Puis il a pris son sac, est sorti de la maison et m’a laissée seule avec nos jumelles de six mois pendant qu’il partait quatre jours de vacances avec des amis.
À son retour, il a ouvert la porte d’entrée avec un sourire.
Mais ce sourire s’est instantanément effacé en voyant qui l’attendait.
Brandon et moi rêvions d’être parents depuis des années. Après plusieurs déceptions douloureuses, nous étions fous de joie quand le médecin nous a annoncé que nous allions avoir des jumelles.
Nous les avons prénommées Lila et Ivy.
Avant leur naissance, Brandon avait promis d’être un père attentionné et responsable. Il parlait des biberons de nuit, des promenades du week-end et de se relayer pour consoler les bébés quand ils pleuraient.

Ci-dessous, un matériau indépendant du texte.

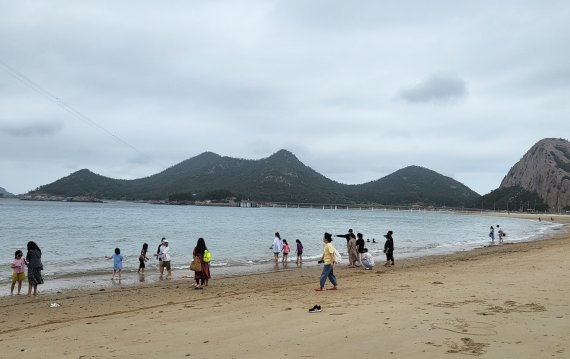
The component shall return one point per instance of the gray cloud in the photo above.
(246, 78)
(28, 129)
(437, 87)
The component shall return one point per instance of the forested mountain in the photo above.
(416, 184)
(279, 178)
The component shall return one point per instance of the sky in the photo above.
(355, 89)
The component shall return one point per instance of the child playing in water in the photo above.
(143, 258)
(299, 251)
(286, 250)
(19, 271)
(117, 263)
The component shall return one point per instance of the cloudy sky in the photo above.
(356, 89)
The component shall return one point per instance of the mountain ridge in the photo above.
(281, 177)
(544, 169)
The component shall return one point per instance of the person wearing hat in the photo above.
(328, 260)
(166, 259)
(389, 248)
(158, 255)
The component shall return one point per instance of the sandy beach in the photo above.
(502, 301)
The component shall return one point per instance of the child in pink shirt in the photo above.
(19, 271)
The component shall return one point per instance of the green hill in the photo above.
(416, 185)
(278, 178)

Mais dès la naissance des jumelles, toutes ces promesses se sont envolées. À six mois, je ne dormais presque plus. Mes journées étaient remplies de biberons, de couches, de lessive, de rendez-vous chez le médecin et de deux bébés qui ne dormaient presque jamais en même temps.
Brandon continuait d’aller travailler, de rentrer, de dîner et de se détendre sur le canapé.
Chaque fois que je lui demandais de l’aide, il agissait comme si je le blâmais.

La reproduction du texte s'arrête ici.